According to the Rob Hyndman's book on forecasting, "section 5.3 - Selecting predictors", when selecting predictors in a regression model:
Adjusted $R^2$
Computer output for regression will always give the $R^2$ value, discussed in Section 5/1. However, it is not a good measure of the predictive ability of a model. Imagine a model which produces forecasts that are exactly 20% of the actual values. In that case, the $R^2$ value would be 1 (indicating perfect correlation), but the forecasts are not very close to the actual values.

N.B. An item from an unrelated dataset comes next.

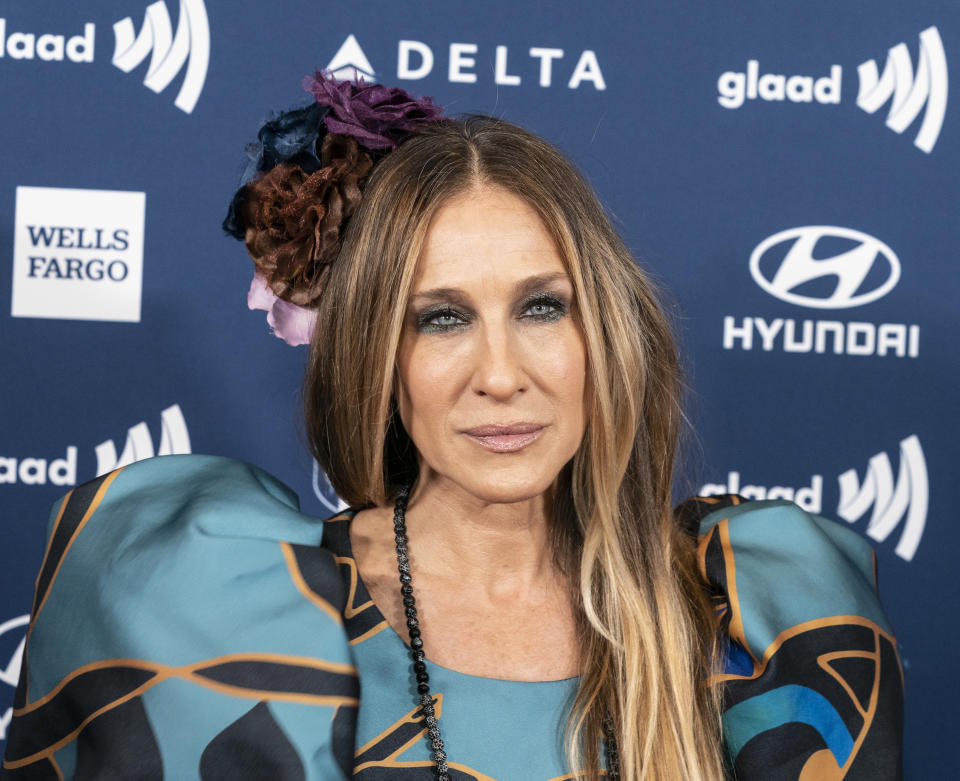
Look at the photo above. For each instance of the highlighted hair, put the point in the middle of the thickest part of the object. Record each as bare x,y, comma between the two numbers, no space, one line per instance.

In addition, $R^2$ does not allow for "degrees of freedom''. Adding any variable tends to increase the value of $R^2$ even if that variable is irrelevant. For these reasons, forecasters should not use $R^2$ to determine whether a model will give good predictions.
An equivalent idea is to select the model which gives the minimum sum of squared errors (SSE), given by
$SSE = \sum e_i^2$ , (with $e_i = y_i - \hat{y_i}$ )
Minimizing the SSE is equivalent to maximizing $R^2$ and will always choose the model with the most variables, and so is not a valid way of selecting predictors.
Now based on the wikipedia page on $R^2$:
$R^2 = 1 - \frac{SSE}{SST}$ , with $SST= \sum (y_i - \bar{y})^2$
My questions:
I can't understand, based on the the definitions of $R^2$ and $SSE$, why $R^2$ would always increase when the number of variables in the model increases? and why does the $SSE$ would also decrease? Especially if this happens as he says even when the variable is irrelevant?
Does this relation between SSE and number of variables hold only for linear models?
We use the $SSE$ for training ML models in general all the time, but from the above quoted reasons, that would be a bad idea. Is this conclusion (maximizing $R^2$/minimizing $SSE$ is not a good measure of the predictive ability of a model) specific to forecasting problems (i.e. when using regression models specifically for forecasting purposes) or does it apply to any type of regression model? And if so, why is the use of $SSE$ so relevant if it is such a bad idea?